Furthermore, we provide specific viewers for some disease fields. For infectious diseases, we implemented a table viewer for the frequencies of HLA alleles in each study, with the frequencies of each allele in the healthy control group obtained from studies performed by the National Center for Global Health and Medicine and the HLA Laboratory8 (Fig. 2a). The APOE gene is known to be associated with the risk of onset of dementia9. Thus, the data submitted by the groups researching dementia can be filtered by type of dementia, sex, family history, and diagnosis source; the frequencies of the genotypes in the selected data are shown as pie graphs on the dementia page (Fig. 2b).

Fig. 2: Specific viewers for infectious diseases and dementia.
figure 2

a The table viewer for the frequencies of human leukocyte antigen (HLA) alleles. The columns with blue headers are the HLA allele frequencies in patients and control samples for each study of the infectious disease group. The gray columns display the frequencies in the healthy control groups obtained from HLA Laboratory and National Center for Global Health and Medicine (NCGM) studies. b The graph for the genotype distribution of the APOE gene. The data used to draw these graphs can be filtered by factors such as sex, family history, and age of onset.

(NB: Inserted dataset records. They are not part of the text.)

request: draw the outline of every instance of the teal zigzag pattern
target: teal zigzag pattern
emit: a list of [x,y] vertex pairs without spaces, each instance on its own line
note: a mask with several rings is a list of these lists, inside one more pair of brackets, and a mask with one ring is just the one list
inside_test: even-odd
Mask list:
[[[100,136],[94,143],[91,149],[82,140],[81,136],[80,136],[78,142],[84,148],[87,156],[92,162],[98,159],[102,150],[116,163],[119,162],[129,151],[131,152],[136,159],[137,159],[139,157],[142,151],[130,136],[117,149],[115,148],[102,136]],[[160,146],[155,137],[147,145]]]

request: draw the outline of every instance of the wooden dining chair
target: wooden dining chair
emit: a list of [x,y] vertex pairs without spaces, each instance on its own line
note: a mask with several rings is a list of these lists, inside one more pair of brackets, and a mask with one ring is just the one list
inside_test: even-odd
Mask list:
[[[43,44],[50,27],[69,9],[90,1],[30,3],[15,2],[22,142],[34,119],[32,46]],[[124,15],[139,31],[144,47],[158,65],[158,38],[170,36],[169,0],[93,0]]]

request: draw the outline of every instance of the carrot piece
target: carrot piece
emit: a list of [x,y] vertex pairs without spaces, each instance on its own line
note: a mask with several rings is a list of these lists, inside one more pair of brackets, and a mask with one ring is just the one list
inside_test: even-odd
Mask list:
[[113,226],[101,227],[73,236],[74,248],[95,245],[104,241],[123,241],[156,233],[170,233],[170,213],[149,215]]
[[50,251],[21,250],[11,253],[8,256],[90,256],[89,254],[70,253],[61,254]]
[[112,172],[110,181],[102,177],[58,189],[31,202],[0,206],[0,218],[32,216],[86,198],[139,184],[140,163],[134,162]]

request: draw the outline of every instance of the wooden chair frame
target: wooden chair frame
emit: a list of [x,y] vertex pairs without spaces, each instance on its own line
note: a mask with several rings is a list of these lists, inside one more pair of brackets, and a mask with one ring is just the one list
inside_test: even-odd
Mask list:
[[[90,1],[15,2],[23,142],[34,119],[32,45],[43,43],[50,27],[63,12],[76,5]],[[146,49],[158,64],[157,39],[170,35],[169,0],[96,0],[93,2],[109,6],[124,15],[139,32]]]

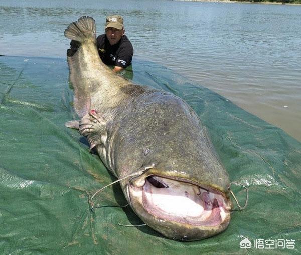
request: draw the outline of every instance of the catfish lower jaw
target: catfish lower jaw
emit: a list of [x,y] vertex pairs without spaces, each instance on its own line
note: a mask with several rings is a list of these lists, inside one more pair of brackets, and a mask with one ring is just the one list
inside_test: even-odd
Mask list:
[[200,240],[224,230],[231,205],[220,191],[171,177],[151,175],[142,186],[128,184],[131,205],[147,225],[163,235]]

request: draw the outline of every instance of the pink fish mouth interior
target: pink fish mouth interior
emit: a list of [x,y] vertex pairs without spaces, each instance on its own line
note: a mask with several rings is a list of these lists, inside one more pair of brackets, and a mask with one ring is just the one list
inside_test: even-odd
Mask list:
[[187,182],[152,175],[141,187],[131,185],[130,189],[149,213],[170,221],[213,227],[230,213],[221,192]]

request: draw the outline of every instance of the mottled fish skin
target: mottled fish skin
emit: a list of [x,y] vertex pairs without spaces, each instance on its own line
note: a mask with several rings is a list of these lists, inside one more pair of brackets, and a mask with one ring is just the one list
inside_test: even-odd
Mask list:
[[[93,18],[84,16],[70,24],[65,35],[76,45],[67,51],[67,60],[74,108],[81,118],[81,133],[118,178],[143,166],[153,166],[142,175],[120,182],[134,211],[170,238],[199,240],[224,230],[232,207],[228,175],[193,109],[175,95],[133,84],[104,65],[97,52]],[[208,188],[208,194],[217,198],[212,203],[218,202],[220,209],[225,210],[222,220],[216,225],[200,226],[152,215],[143,208],[142,198],[135,198],[152,176],[158,176],[159,181],[160,177],[176,180],[182,188]],[[173,182],[173,186],[178,182]]]

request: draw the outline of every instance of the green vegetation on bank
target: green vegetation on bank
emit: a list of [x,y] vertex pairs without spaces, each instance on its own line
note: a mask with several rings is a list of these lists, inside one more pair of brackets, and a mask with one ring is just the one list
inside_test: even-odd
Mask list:
[[301,4],[301,0],[235,0],[238,2],[252,3],[277,3],[285,4]]

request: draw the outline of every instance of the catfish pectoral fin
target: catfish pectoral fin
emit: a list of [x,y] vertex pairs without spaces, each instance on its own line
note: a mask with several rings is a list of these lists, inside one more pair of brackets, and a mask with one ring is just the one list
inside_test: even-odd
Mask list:
[[79,121],[78,120],[70,120],[65,123],[65,126],[74,128],[74,129],[79,129]]
[[91,110],[79,122],[80,134],[88,138],[90,149],[101,144],[105,145],[107,134],[107,120],[95,110]]

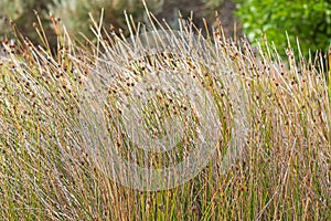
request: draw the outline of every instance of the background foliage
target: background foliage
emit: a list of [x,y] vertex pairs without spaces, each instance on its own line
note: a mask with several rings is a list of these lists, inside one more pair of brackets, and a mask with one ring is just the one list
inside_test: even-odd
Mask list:
[[309,49],[327,52],[331,43],[331,2],[324,0],[236,0],[237,17],[250,41],[266,35],[280,53],[287,48],[289,35],[296,49],[297,38],[303,54]]

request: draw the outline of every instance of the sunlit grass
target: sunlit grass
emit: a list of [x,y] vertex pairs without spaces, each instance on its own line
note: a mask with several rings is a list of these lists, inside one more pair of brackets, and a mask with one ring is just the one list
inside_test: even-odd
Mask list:
[[[217,105],[221,137],[216,155],[194,179],[173,189],[145,192],[109,179],[90,155],[79,119],[84,90],[92,90],[85,83],[109,72],[100,54],[110,54],[113,62],[130,56],[116,51],[117,43],[125,38],[115,32],[107,34],[96,24],[98,42],[83,46],[71,40],[57,20],[53,23],[58,38],[56,52],[47,48],[45,35],[50,33],[43,33],[42,27],[38,30],[43,46],[33,45],[18,32],[15,43],[3,41],[8,56],[0,66],[0,217],[9,220],[331,218],[330,81],[328,86],[324,77],[328,71],[322,70],[319,56],[305,61],[289,48],[288,61],[281,61],[268,44],[264,45],[266,50],[252,49],[245,40],[238,44],[224,39],[220,25],[212,34],[213,40],[206,40],[211,51],[205,53],[216,54],[210,62],[225,63],[223,70],[211,70],[204,60],[180,56],[183,52],[179,56],[159,57],[163,69],[175,66],[185,70],[185,74],[191,71],[190,76],[205,84]],[[157,25],[152,19],[151,23]],[[194,30],[190,22],[181,24],[182,31]],[[162,27],[167,29],[167,24]],[[136,34],[137,28],[131,24],[130,29]],[[117,56],[111,57],[115,52]],[[129,60],[126,64],[141,78],[150,74],[146,66],[152,66],[153,62],[158,61],[145,57],[140,64]],[[114,94],[117,90],[130,90],[137,81],[117,74],[113,84],[117,87],[109,87],[105,113],[120,110]],[[148,116],[145,126],[156,129],[156,136],[167,130],[160,128],[164,125],[154,113],[174,116],[190,107],[180,99],[171,103],[171,97],[162,93],[159,99],[162,102],[151,101],[148,103],[151,106],[145,107]],[[245,101],[244,107],[241,101]],[[232,147],[234,119],[242,113],[238,108],[245,108],[247,114],[243,125],[247,127],[246,143],[242,156],[224,171],[221,162],[224,151]],[[154,167],[167,165],[177,154],[178,159],[188,154],[188,144],[194,140],[199,124],[194,115],[189,116],[192,124],[186,125],[186,139],[181,140],[178,152],[150,157]],[[118,118],[120,113],[109,115],[109,136],[122,133],[116,130],[120,129],[115,124]],[[124,156],[137,160],[128,156],[134,148],[125,134],[117,141]]]

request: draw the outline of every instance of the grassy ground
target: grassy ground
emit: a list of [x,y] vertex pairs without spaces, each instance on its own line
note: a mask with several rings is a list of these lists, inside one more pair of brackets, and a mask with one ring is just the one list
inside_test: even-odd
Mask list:
[[[222,69],[211,70],[199,57],[175,57],[170,67],[186,71],[213,93],[222,122],[220,144],[210,165],[194,179],[169,190],[138,191],[114,182],[98,167],[79,125],[85,82],[98,77],[100,71],[108,72],[97,57],[100,52],[115,52],[114,44],[120,39],[105,33],[96,43],[75,44],[58,21],[53,23],[58,38],[56,53],[47,48],[41,27],[36,31],[43,46],[33,45],[19,33],[15,43],[3,42],[9,55],[0,66],[1,218],[331,219],[330,84],[322,59],[312,56],[307,61],[289,50],[288,60],[282,61],[268,44],[253,50],[246,41],[237,45],[224,39],[221,27],[207,42],[214,55],[209,62],[215,67],[222,64]],[[122,51],[119,57],[129,55]],[[166,61],[170,59],[173,56]],[[150,74],[142,71],[148,61],[142,63],[134,70],[139,77]],[[125,65],[129,69],[132,63]],[[225,77],[226,82],[225,75],[233,77]],[[124,86],[128,80],[117,80],[122,90],[129,90]],[[234,97],[241,93],[247,112],[243,125],[247,127],[246,141],[242,157],[223,172],[220,167],[224,150],[232,147],[232,128],[241,102]],[[109,136],[120,133],[111,130],[110,124]],[[194,135],[194,127],[190,133]],[[118,146],[127,144],[122,137]],[[185,143],[180,149],[188,151]],[[159,159],[157,156],[151,160],[158,166]]]

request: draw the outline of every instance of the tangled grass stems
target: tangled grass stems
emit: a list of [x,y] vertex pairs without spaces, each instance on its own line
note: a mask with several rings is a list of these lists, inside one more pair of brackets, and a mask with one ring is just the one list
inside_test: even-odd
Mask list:
[[[174,32],[147,12],[151,31]],[[269,44],[264,45],[267,50],[254,50],[245,40],[237,44],[225,39],[220,25],[201,52],[209,64],[194,53],[191,57],[183,56],[190,45],[178,35],[174,40],[181,48],[177,54],[158,54],[135,63],[129,51],[132,44],[117,38],[115,31],[102,33],[97,24],[98,43],[79,46],[71,41],[57,20],[53,21],[58,38],[56,53],[51,53],[47,46],[33,45],[19,34],[15,43],[3,42],[8,57],[1,60],[0,80],[0,217],[9,220],[331,218],[328,210],[330,86],[318,56],[309,61],[296,59],[289,48],[288,61],[281,61]],[[184,33],[199,33],[190,21],[180,23]],[[132,36],[143,29],[131,21],[128,24]],[[116,48],[119,43],[124,45],[121,50]],[[217,63],[225,66],[212,70]],[[222,126],[215,157],[194,179],[173,189],[143,192],[121,187],[96,164],[81,133],[79,114],[83,91],[93,90],[84,86],[88,78],[110,83],[108,106],[104,110],[114,114],[111,108],[119,107],[120,101],[114,94],[130,90],[132,83],[151,73],[149,69],[153,65],[184,70],[205,84],[217,104]],[[110,72],[114,66],[130,72]],[[103,78],[106,74],[111,78]],[[242,99],[232,98],[239,95],[247,101],[245,112],[238,110]],[[146,106],[149,122],[145,126],[162,134],[162,120],[150,112],[174,115],[189,108],[189,104],[181,99],[171,103],[169,94],[162,93],[159,99]],[[166,112],[161,113],[162,108]],[[233,141],[235,116],[241,113],[247,114],[243,158],[226,172],[220,172],[224,152]],[[111,126],[116,117],[108,117],[109,134],[114,136],[120,133]],[[173,158],[178,160],[190,150],[185,144],[194,138],[199,120],[194,115],[189,117],[192,124],[184,131],[188,139],[182,140],[177,152],[149,156],[156,167],[160,166],[160,159],[167,161],[178,155],[179,158]],[[126,136],[118,141],[127,148],[120,149],[122,156],[138,159],[135,157],[140,152],[129,151],[132,149]]]

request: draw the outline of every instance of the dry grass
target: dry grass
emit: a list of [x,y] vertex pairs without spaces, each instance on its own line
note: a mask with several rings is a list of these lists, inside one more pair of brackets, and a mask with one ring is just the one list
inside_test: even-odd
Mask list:
[[[182,31],[194,30],[190,22],[181,22]],[[86,148],[79,124],[82,94],[90,90],[84,83],[119,65],[100,65],[105,60],[99,54],[118,53],[115,44],[124,40],[114,32],[98,33],[96,25],[99,41],[79,46],[58,21],[53,23],[58,38],[56,53],[47,48],[42,27],[36,29],[43,46],[33,45],[18,32],[14,44],[3,42],[9,55],[0,66],[0,217],[330,220],[330,83],[328,86],[328,71],[319,56],[305,61],[289,48],[288,61],[282,61],[269,44],[253,50],[245,40],[237,44],[224,39],[218,27],[212,40],[206,39],[209,51],[204,53],[214,55],[210,60],[180,56],[182,51],[174,63],[160,63],[163,69],[185,70],[207,85],[220,109],[222,136],[216,156],[194,179],[169,190],[137,191],[114,182],[100,170]],[[152,18],[151,23],[157,25]],[[167,29],[167,24],[157,27]],[[118,61],[129,55],[121,51]],[[212,70],[205,61],[225,66]],[[131,61],[126,65],[134,69]],[[143,65],[147,63],[135,66],[139,77],[149,74],[142,72]],[[128,83],[118,76],[113,78],[117,85]],[[113,95],[110,107],[115,105]],[[223,150],[232,147],[232,127],[239,113],[241,98],[235,97],[245,101],[246,143],[243,157],[222,172],[218,162]],[[109,133],[118,131],[110,125]],[[194,125],[189,133],[194,136]],[[184,147],[185,143],[181,144],[181,150],[185,151]]]

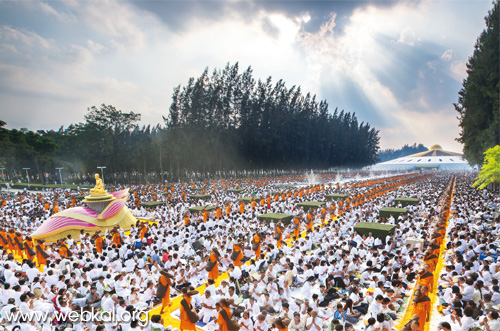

MGeND is the first database that provides disease-related genomic information specific to Asian populations and integrates variant information from monogenic and polygenic diseases. We aim to develop pages and contents that can present variant information more usefully; for example, we are developing the viewer for the GWAS dataset with meta-data, such as study design and p-values. We aim to expand and integrate the disease fields and accept submissions from researchers in various fields. The number of variants recorded in the database is expected to increase continuously.